Comment a été accueilli votre livre en Italie ?
Le livre a été un succès de librairie à sa sortie et continue de se vendre très bien. Les commentaires sur les plateformes de vente sont révélateurs : si certains ont accueilli mon livre avec un grand enthousiasme en lui attribuant cinq étoiles et des commentaires flatteurs, d’autres lui ont donné une étoile – parce qu’il n’est pas possible d’en mettre zéro – avec des commentaires prétendant par exemple que mon ouvrage est plus politique qu’historique. Le livre suscite aussi de l’intérêt à l’étranger : outre la traduction française, déjà parue, les traductions allemande et anglaise seront publiées prochainement.

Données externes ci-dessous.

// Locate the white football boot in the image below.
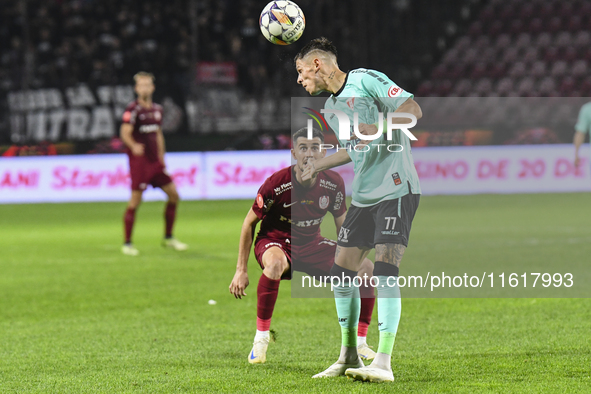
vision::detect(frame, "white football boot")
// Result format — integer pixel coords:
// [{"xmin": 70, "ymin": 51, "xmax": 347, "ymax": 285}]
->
[
  {"xmin": 248, "ymin": 337, "xmax": 269, "ymax": 364},
  {"xmin": 162, "ymin": 238, "xmax": 189, "ymax": 251},
  {"xmin": 312, "ymin": 358, "xmax": 364, "ymax": 379},
  {"xmin": 345, "ymin": 365, "xmax": 394, "ymax": 383}
]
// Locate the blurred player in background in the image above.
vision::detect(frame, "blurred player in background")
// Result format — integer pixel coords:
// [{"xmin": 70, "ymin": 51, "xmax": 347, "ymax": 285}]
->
[
  {"xmin": 295, "ymin": 37, "xmax": 422, "ymax": 382},
  {"xmin": 573, "ymin": 102, "xmax": 591, "ymax": 167},
  {"xmin": 121, "ymin": 72, "xmax": 187, "ymax": 256},
  {"xmin": 230, "ymin": 129, "xmax": 375, "ymax": 365}
]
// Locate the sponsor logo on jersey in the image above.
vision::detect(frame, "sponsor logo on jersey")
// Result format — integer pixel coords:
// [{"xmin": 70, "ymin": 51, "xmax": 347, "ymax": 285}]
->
[
  {"xmin": 273, "ymin": 182, "xmax": 293, "ymax": 195},
  {"xmin": 140, "ymin": 124, "xmax": 160, "ymax": 133},
  {"xmin": 265, "ymin": 242, "xmax": 283, "ymax": 248},
  {"xmin": 388, "ymin": 85, "xmax": 402, "ymax": 97},
  {"xmin": 263, "ymin": 199, "xmax": 275, "ymax": 213},
  {"xmin": 279, "ymin": 215, "xmax": 324, "ymax": 227},
  {"xmin": 333, "ymin": 192, "xmax": 343, "ymax": 211},
  {"xmin": 320, "ymin": 179, "xmax": 337, "ymax": 190}
]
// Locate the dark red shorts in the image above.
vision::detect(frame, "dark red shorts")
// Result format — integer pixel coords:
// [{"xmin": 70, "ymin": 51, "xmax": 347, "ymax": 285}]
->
[
  {"xmin": 254, "ymin": 237, "xmax": 337, "ymax": 279},
  {"xmin": 129, "ymin": 155, "xmax": 172, "ymax": 191}
]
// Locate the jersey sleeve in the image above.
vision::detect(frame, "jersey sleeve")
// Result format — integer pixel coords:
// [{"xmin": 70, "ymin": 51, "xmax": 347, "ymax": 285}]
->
[
  {"xmin": 361, "ymin": 70, "xmax": 414, "ymax": 111},
  {"xmin": 575, "ymin": 104, "xmax": 591, "ymax": 134},
  {"xmin": 121, "ymin": 104, "xmax": 137, "ymax": 126},
  {"xmin": 252, "ymin": 178, "xmax": 275, "ymax": 220},
  {"xmin": 329, "ymin": 175, "xmax": 347, "ymax": 218}
]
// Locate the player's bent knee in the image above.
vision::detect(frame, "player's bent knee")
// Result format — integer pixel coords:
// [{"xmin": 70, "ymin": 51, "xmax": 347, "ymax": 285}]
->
[{"xmin": 263, "ymin": 249, "xmax": 289, "ymax": 279}]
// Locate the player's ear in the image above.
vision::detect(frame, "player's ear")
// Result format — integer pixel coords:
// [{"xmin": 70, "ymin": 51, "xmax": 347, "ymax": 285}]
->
[{"xmin": 312, "ymin": 57, "xmax": 322, "ymax": 72}]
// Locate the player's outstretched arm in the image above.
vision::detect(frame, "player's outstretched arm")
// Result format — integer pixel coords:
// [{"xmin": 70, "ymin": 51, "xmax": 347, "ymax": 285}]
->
[
  {"xmin": 302, "ymin": 149, "xmax": 351, "ymax": 181},
  {"xmin": 230, "ymin": 208, "xmax": 259, "ymax": 298},
  {"xmin": 119, "ymin": 123, "xmax": 144, "ymax": 156}
]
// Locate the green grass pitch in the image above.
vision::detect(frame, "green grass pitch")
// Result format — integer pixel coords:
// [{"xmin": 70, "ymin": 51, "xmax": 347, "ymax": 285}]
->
[{"xmin": 0, "ymin": 193, "xmax": 591, "ymax": 394}]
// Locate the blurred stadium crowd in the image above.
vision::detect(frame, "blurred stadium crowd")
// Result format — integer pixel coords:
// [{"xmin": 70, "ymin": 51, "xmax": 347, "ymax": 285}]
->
[{"xmin": 0, "ymin": 0, "xmax": 591, "ymax": 153}]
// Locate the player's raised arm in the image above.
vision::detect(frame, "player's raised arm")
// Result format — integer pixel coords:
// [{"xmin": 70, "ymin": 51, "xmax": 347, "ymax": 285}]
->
[
  {"xmin": 119, "ymin": 123, "xmax": 144, "ymax": 156},
  {"xmin": 230, "ymin": 208, "xmax": 260, "ymax": 298}
]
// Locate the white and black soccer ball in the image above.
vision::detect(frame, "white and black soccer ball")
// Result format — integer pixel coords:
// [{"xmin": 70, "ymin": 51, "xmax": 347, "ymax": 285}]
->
[{"xmin": 259, "ymin": 0, "xmax": 306, "ymax": 45}]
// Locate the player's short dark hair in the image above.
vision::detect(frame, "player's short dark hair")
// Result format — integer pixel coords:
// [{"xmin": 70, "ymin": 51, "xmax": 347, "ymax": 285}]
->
[
  {"xmin": 293, "ymin": 37, "xmax": 338, "ymax": 63},
  {"xmin": 292, "ymin": 127, "xmax": 324, "ymax": 146}
]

Pour conclure, comment faire pour s’y retrouver avec les fausses informations historiques présentes sur le web ?
C’est une question très complexe. Les fausses informations circulant sur les événements historiques sont un exemple particulier de la problématique plus large et plus complexe qui frappe l’information aujourd’hui. Elles représentent une partie des informations fallacieuses dont nous sommes submergés chaque jour. Internet est un instrument très utile, mais potentiellement très dangereux, pour nous et pour les autres. Il faut l’utiliser en ayant conscience des risques. Il est important d’améliorer la prise de conscience du problème dans la société et de traiter la question dans les écoles.